Ratri Geni melirik sekilas. Heran melihat Raden Soca mendekati dan berdiri di belakangnya dengan sikap waspada. Gadis itu mengangkat semua ikan hasil bakarannya, menyusunnya di daun pisang untuk selanjutnya meletakkan di bawah pohon. Ratri Geni duduk termangu sambil melihat ikan yang masih mengepulkan uap panas itu dengan raut wajah lapar.

Raden Soca melongo. Apa sih yang dilakukan gadis aneh ini? Bukannya menawarinya makan malah meletakkan ikan bakar beraroma wangi itu menjauh dari mereka dan gadis itu malah memandanginya dengan lesu, bukannya segera menyerbu makanan yang masih panas itu. Raden Soca tidak sabar. Dia benar-benar lapar. Namun belum juga dua langkah pemuda ini maju, terdengar kesiur angin besar. Sosok bayangan hitam dan besar melompat ke tempat makanan itu disajikan dan menyantapnya dengan lahap.

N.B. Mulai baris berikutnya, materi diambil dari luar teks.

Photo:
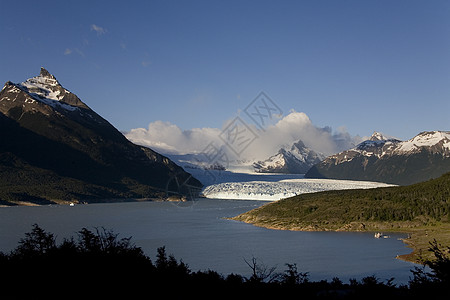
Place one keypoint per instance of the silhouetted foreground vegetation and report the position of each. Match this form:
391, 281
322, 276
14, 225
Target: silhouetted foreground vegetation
99, 264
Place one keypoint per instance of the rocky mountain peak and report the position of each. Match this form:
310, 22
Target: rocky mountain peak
45, 73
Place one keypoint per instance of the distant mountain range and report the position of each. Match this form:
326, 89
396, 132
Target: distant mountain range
423, 157
54, 148
297, 159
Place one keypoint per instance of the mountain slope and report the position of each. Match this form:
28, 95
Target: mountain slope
423, 157
53, 147
297, 159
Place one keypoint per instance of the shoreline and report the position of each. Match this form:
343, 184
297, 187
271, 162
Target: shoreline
418, 237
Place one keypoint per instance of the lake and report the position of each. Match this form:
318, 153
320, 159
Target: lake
198, 233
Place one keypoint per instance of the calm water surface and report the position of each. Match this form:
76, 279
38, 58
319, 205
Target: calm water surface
198, 234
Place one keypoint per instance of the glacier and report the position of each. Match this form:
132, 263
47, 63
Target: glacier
270, 187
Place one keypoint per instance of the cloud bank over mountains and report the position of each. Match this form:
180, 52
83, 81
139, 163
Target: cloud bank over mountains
168, 138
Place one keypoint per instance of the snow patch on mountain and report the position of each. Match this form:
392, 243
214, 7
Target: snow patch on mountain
296, 159
426, 139
46, 89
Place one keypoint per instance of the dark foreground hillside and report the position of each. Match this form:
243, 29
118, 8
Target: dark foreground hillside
99, 264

Raden Soca melongo lagi. Beberapa ekor ikan bakar itu dalam waktu sekejap sudah tandas dimakan seekor harimau hitam raksasa. Harimau itu membalikkan badan sambil menjilati kaki depannya. Menggeram-geram rendah. Ratri Geni mengomel panjang pendek.

"Kau sudah menghabiskannya dalam sekejap sedangkan kami mencicipi saja tidak. Dan sekarang kau bilang kurang? Huh!" Ratri Geni beranjak mendekati harimau raksasa itu lalu mengelus kepalanya dengan sayang. Raden Soca nyaris melompat menyambar Ratri Geni. Tindakan gadis itu sangat berbahaya.

Sima Braja kembali menggeram rendah sambil mengangguk-angguk seolah mengerti omelan Ratri Geni. Tubuhnya mendekam di tanah dalam posisi yang sangat nyaman kemudian…tidur!

Kembali Ratri Geni mengomel panjang pendek.

"Seharusnya kau membawakan ikan besar supaya kami tidak kelaparan, Halilintar. Pemalas!" Gadis itu duduk di sebelah Sima Braja sambil memegang perutnya yang keroncongan.

Raden Soca menyaksikan semua itu dengan mata terpana. Kemudian meledaklah ketawanya. Rupanya harimau itu peliharaan Ratri Geni!

Ratri Geni memandang melotot ke arah Raden Soca yang buru-buru menghentikan ketawanya. Takut gadis itu tambah marah dan mengalihkan omelan kepadanya. Pemuda dari Lawa Agung itu membalikkan tubuhnya dan melangkah menuju sungai lalu menghilang ke arah hulu dengan cepat. Ratri Geni tidak ambil pusing. Gadis itu merebahkan dirinya di perut Sima Braja lalu memejamkan mata. Mungkin tidur bisa melupakan rasa laparnya.